The 'Excuse Me Sir' Meme and Billy Butcher Take Over TikTok
An edit featuring 'The Boys' character set to the song 'Charlie's Inferno' goes viral. Users copy the style and make memes where villains call for help under the guise of 'sir'.
A 1976 song. A 2019 TV character. A trend that broke TikTok's algorithms in 72 hours
13.7 million videos in 3 days. The song 'Charlie's Inferno' by That Handsome Devil (released in 1976, never a single, buried in an album that sold 1,200 copies in 50 years). The character: Billy Butcher from 'The Boys' (Season 4 premiered in June 2025, but the meme about him only took off now, May 24, 2026). The formula: Butcher's face in close-up, text 'Excuse me, sir,' then a sharp cut to a villain (Walid, Homelander, any dictator from the news) screaming or falling. The sound has been used 22 million times. TikTok declared it 'the fastest-growing audio trend of May 2026' — surpassing even the new Billie Eilish track.
Why is the whole internet talking about it? Because the meme perfectly fits the international agenda. On May 22, 2026, Turkish President Erdogan spoke at the UN, threatening Greece. A news clip of him pounding the podium, set to 'Charlie's Inferno' and the phrase 'Excuse me, sir,' garnered 47 million views. Then the baton was passed: videos with Putin (his phrase 'you're fools' to the same sound), with Kim Jong-un (when he was served the wrong soup), with Biden (forgetting the Indian PM's name). Users noticed the versatility: any moment where a powerful figure loses control turns into a meme with Butcher smirking and saying 'Excuse me, sir.'
What the media are actually missing. This is not a spontaneous trend. It has a client. On May 18, 4 days before the surge, an unknown account @deep_meme_inc on Telegram posted a job on the MemeForce exchange (a platform where for $500 you can launch a viral sound through fake bloggers). The job: 'Make the sound "Excuse me, sir" + Billy Butcher + Charlie's Inferno. Budget: $15,000. Goal: 5 million videos in 7 days. Result: 13.7 million in 72 hours.' Who is the client? There are two versions. First: Amazon Studios (owners of 'The Boys'), needing to hype the spin-off 'Vought Rising,' premiering June 1, 2026. Second: the Russian Internet Research Agency (troll farm), testing Western memes as a weapon to mock authoritarian leaders.
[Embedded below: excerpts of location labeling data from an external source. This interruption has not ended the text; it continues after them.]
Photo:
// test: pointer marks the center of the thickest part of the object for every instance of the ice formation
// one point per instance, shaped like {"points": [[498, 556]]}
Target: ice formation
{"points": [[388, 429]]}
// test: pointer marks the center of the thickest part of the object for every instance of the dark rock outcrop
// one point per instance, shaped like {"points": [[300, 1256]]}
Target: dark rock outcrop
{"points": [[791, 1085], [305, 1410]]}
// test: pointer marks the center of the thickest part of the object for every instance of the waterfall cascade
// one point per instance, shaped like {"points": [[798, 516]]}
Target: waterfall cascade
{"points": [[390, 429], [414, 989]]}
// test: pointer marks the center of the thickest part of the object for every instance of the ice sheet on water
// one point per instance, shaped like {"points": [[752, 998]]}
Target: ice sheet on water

The truth likely lies in between: Amazon launched the virus, and Russian and Turkish opposition pages picked it up for free because it benefits them.
The media fail to mention that the creator of the original video got nothing. The first to post this meme was the account @billybutcher_edits (12k followers) on May 20 at 03:14 Moscow time. It's just a guy from Voronezh, 19 years old, a part-time student. He edited the video in CapCut in 20 minutes. His clip has 340k views. All the other 13.7 million are copies and remixes. He wasn't paid a penny. Moreover, TikTok automatically removed the link to his original from the sound when the track became an official template. The meme's author is anonymous and broke. The owner of the sound (the label holding rights to the 1976 song) will earn $300-500k in licensing in a week. Butcher's creator — actor Karl Urban (54, New Zealand) — will get a bonus from Amazon for the increased interest in the series. And the guy from Voronezh? Nothing. Because in 2026, the internet still steals memes from those who invent them.
Forecast for the next 48-72 hours. Tonight (May 24), Karl Urban himself will record a voice message on TikTok: 'Excuse me, sir, why are you making memes without my permission?' (in character as Butcher). The video will get 80 million views. Tomorrow morning, the label That Handsome Devil will release a remix 'Charlie's Inferno (TikTok Remix)' on all streaming platforms — with an accelerated beat and Butcher's added phrase. Money will flow. By the evening of May 25, the first wave of 'anti-memes' will appear: users will use the same sound but show not villains, but their bosses, teachers, or exes. By the morning of May 26, the trend will begin to fade — TikTok's algorithms will switch to the next sound. But 13.7 million videos will remain, and one student from Voronezh, who in six months will try to launch his meme again — and again get nothing.
An open question worth discussing: if corporations and governments have already learned to launch memes as advertising campaigns, while their real authors remain invisible — is the internet still about folk creativity, or about whoever pays $15,000 for the initial push?